L'IA come strumento di controllo economico
La strategia cinese sull'IA è strettamente legata alle ambizioni economiche del Paese. Di fronte al rallentamento della crescita, il Partito Comunista vede la tecnologia come lo strumento essenziale per rilanciare l'economia. Questo è particolarmente evidente in settori come la manifattura e la logistica, dove l'IA viene utilizzata per aumentare l'efficienza e mantenere il vantaggio competitivo della Cina nelle catene di approvvigionamento globali.Il sistema di credito sociale cinese, che valuta i cittadini in base al loro comportamento civico e finanziario, rappresenta un'altra iniziativa strategica in cui l'IA gioca un ruolo sempre più cruciale. Progettato per monitorare e influenzare il comportamento dei cittadini su larga scala, il sistema utilizza l'IA per analizzare enormi quantità di dati in tempo reale, dalle transazioni finanziarie alle interazioni online.
Esportazione strategica di tecnologie IA
Sul piano internazionale, la Cina sta esportando le sue tecnologie di IA per espandere la propria influenza, in particolare nei paesi in via di sviluppo. Attraverso l'Iniziativa Belt and Road, giganti tecnologici come Huawei e ZTE stanno fornendo sistemi di sorveglianza basati sull'IA a governi in Africa, Sud-est asiatico e America Latina.Ad esempio, in Zimbabwe, aziende cinesi hanno aiutato a implementare un sistema di riconoscimento facciale a livello nazionale, ufficialmente per combattere il crimine. Tuttavia, gli attivisti politici temono che questa tecnologia venga utilizzata per monitorare oppositori e dissidenti, rispecchiando il suo utilizzo in Cina.
L'IA per il vantaggio militare strategico
Le ambizioni militari della Cina sono strettamente legate alla sua strategia sull'IA. L'Esercito Popolare di Liberazione sta investendo pesantemente in sistemi autonomi basati sull'IA, inclusi droni e piattaforme robotiche. Queste tecnologie non sono necessariamente le più avanzate al mondo, ma la Cina le sta adattando per soddisfare le sue esigenze strategiche specifiche.Un esempio concreto è lo sviluppo di sistemi IA per supportare le operazioni navali nel Mar Cinese Meridionale, una regione di significativa tensione geopolitica. La Cina sta dispiegando sottomarini autonomi e droni di sorveglianza per monitorare e potenzialmente disturbare le attività militari straniere nell'area.

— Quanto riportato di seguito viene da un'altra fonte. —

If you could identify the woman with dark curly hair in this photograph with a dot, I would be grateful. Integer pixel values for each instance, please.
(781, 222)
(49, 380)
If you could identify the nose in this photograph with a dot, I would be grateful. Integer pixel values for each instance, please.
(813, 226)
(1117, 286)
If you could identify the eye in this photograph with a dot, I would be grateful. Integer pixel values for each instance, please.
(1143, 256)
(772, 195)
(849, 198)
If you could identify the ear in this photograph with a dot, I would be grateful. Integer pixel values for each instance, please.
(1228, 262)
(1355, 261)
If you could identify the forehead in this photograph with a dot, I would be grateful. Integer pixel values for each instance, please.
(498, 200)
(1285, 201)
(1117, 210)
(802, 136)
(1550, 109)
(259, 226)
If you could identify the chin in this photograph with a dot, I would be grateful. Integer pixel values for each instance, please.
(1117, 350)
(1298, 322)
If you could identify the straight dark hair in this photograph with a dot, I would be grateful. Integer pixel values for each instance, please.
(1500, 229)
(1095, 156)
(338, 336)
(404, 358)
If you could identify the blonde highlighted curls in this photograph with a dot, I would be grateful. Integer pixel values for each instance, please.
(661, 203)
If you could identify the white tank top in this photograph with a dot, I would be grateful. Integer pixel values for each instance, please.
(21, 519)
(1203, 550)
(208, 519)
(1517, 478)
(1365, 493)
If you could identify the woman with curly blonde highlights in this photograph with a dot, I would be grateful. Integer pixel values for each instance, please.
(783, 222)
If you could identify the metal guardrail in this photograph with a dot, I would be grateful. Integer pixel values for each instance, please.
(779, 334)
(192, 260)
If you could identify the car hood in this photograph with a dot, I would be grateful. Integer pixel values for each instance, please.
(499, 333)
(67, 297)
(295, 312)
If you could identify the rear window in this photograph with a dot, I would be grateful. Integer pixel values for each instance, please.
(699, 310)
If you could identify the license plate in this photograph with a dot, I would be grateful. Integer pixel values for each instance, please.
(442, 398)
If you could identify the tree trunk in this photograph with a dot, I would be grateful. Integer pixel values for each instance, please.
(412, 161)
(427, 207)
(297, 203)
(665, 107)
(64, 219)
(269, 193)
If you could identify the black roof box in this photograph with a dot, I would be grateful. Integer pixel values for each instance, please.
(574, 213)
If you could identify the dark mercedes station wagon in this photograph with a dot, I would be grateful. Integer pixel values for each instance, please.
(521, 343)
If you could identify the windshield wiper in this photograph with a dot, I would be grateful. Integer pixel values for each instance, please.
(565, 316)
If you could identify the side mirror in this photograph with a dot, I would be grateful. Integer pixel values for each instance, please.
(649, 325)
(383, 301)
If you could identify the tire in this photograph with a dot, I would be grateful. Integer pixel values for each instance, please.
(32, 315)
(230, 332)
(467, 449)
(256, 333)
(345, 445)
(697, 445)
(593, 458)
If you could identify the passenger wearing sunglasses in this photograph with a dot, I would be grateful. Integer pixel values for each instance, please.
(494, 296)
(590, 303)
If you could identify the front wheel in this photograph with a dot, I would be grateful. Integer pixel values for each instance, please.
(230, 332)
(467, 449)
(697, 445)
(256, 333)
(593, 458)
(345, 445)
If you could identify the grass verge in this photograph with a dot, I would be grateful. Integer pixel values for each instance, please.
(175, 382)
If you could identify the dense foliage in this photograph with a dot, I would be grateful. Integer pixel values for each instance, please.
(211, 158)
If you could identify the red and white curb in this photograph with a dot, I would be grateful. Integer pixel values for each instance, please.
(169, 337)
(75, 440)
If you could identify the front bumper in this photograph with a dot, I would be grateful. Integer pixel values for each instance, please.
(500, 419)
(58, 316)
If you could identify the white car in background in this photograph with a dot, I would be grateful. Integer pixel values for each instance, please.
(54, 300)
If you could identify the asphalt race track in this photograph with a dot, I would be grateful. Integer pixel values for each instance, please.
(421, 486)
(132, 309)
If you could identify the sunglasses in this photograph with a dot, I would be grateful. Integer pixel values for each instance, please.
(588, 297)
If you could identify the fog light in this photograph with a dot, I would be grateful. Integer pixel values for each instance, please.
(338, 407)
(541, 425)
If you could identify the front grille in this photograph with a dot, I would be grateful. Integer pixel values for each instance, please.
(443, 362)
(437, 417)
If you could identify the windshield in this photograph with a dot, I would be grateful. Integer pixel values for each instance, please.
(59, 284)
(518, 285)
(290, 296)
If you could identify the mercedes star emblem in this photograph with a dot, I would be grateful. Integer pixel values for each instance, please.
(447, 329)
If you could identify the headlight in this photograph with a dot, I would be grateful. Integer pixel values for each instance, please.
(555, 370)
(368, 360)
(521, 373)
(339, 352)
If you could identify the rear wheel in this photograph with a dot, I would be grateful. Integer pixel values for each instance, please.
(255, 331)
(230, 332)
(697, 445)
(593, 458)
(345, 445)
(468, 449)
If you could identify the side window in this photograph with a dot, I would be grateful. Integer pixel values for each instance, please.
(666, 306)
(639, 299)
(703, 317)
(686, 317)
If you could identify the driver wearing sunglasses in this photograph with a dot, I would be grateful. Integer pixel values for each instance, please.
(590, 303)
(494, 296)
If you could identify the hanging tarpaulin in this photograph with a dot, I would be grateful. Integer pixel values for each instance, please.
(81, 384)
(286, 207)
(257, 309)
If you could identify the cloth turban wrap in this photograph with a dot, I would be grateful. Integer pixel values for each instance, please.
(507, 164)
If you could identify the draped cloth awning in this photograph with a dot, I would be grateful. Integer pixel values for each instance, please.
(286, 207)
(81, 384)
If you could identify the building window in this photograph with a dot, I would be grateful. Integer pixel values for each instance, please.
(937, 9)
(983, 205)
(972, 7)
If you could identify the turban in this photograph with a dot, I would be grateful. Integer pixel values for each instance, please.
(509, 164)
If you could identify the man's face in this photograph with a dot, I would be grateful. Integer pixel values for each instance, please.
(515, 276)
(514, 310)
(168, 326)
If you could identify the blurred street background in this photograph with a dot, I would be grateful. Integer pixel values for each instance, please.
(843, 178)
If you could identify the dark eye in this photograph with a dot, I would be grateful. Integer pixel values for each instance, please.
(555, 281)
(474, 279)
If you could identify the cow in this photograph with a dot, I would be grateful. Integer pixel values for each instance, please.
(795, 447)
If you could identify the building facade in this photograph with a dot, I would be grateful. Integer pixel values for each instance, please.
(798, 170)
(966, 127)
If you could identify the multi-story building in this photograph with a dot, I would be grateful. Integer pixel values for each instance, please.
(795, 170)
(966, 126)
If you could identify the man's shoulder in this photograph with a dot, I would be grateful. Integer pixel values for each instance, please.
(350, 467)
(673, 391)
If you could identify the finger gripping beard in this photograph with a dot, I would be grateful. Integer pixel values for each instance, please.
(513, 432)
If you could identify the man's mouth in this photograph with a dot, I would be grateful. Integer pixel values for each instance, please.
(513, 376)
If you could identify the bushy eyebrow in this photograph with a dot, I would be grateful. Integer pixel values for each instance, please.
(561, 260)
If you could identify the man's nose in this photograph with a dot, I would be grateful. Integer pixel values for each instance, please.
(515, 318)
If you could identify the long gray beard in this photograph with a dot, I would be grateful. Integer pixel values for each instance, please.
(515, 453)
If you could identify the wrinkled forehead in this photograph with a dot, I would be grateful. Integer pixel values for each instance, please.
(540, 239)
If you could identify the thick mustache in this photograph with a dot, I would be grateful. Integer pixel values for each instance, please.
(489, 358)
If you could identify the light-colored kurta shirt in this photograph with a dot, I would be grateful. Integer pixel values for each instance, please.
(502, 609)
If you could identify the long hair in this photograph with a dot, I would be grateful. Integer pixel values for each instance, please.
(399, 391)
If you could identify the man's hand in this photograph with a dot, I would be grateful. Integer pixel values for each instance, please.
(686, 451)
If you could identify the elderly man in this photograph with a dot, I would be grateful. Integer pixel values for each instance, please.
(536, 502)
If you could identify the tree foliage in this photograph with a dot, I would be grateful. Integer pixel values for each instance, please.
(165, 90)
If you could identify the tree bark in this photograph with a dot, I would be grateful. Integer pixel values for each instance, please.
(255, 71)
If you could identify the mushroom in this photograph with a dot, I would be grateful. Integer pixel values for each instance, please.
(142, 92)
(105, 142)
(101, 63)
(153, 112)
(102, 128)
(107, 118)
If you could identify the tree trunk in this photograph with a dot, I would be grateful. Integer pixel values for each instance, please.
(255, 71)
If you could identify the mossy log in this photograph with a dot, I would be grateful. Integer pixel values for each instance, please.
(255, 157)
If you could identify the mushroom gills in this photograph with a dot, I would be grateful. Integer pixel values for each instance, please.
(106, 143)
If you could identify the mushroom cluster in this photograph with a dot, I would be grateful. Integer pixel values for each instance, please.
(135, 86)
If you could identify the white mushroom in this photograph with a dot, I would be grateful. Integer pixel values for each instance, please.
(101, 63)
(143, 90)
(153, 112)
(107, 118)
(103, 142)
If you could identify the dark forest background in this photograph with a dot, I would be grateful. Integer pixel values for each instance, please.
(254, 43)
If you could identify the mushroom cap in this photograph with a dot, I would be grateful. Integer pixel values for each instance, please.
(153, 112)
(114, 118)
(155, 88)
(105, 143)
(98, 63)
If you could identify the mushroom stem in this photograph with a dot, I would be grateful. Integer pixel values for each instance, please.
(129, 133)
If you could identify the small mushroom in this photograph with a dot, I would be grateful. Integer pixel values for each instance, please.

In conclusione, l'approccio della Cina all'IA si configura come una strategia calcolata di adattamento e applicazione, piuttosto che di pura innovazione. Padroneggiando l'uso delle tecnologie esistenti e allineandole agli obiettivi statali, la Cina non solo sta rafforzando il suo controllo interno, ma sta anche ridisegnando le dinamiche di potere globali.Che si tratti di indottrinamento ideologico, controllo economico, esportazioni strategiche o avanzamenti militari, il playbook cinese sull'IA dimostra che nel campo della tecnologia, il modo in cui gli strumenti vengono utilizzati può essere altrettanto trasformativo quanto gli strumenti stessi.